# gps losing signal/not accurate



## allwayzfishin (Apr 30, 2008)

my humminbird matrix has lost a signal a couple times in open water and when going thru ports and harbors im actually in the land according to gps. the antenna is mounted 10" to the right of the monitor on the side console. any reason as to why this happens?


----------



## polarcraft178 (Aug 10, 2008)

i was told that the gps puck should be at least 3 foot from the unit . i was having troubel with my lowrance unit intill i moved the puck then it worked fine .


----------



## chaunc (Apr 11, 2004)

Check your connection. My gps wouldn't even pickup a signal one day last week. Thought it was due to cloud cover. It did it again the next time i went out so i took it off the front and put it on the back and it worked perfectly. I checked the connection and saw that it had corrosion in it and i wasn't getting any connection. I squirted it with some WD40 and it cleaned it right up. No problem now. So make sure you're getting a good connection.


----------



## Iowa Dave (Sep 27, 2009)

Another thing to consider is that as the earth rotates on its axis the direction to satalites has changed. Fewer satalites means location isn't as accurate. I mounted my Lowrance gps puck at the transom of my boat so it is closer to the transducer. It just made sense to me to put it there. 
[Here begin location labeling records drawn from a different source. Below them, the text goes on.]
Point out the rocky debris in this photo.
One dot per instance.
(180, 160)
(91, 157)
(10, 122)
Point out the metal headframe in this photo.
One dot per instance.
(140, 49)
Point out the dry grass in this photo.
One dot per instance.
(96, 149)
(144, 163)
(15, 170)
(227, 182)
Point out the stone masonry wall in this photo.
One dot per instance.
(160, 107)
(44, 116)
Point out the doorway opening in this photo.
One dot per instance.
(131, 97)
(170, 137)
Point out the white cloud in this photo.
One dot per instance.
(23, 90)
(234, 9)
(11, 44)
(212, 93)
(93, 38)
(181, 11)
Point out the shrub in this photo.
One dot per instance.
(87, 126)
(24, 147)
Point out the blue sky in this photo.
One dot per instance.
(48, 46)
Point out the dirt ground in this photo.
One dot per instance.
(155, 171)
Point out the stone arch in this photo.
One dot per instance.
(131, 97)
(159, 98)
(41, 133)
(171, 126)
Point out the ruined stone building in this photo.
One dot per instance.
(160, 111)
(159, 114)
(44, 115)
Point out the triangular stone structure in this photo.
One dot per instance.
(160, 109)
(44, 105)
Not sure if this is your problem or not but I would disconnect all conectors and spray with some electrical cleaner then put back together. Corrosion builds up easy in the electrical connectors.


----------



## allwayzfishin (Apr 30, 2008)

all is good now. i moved the puck and offset the location using the cursor and matching up the coordinates. puts me right where i need to be now. thanks for the responses guys!


----------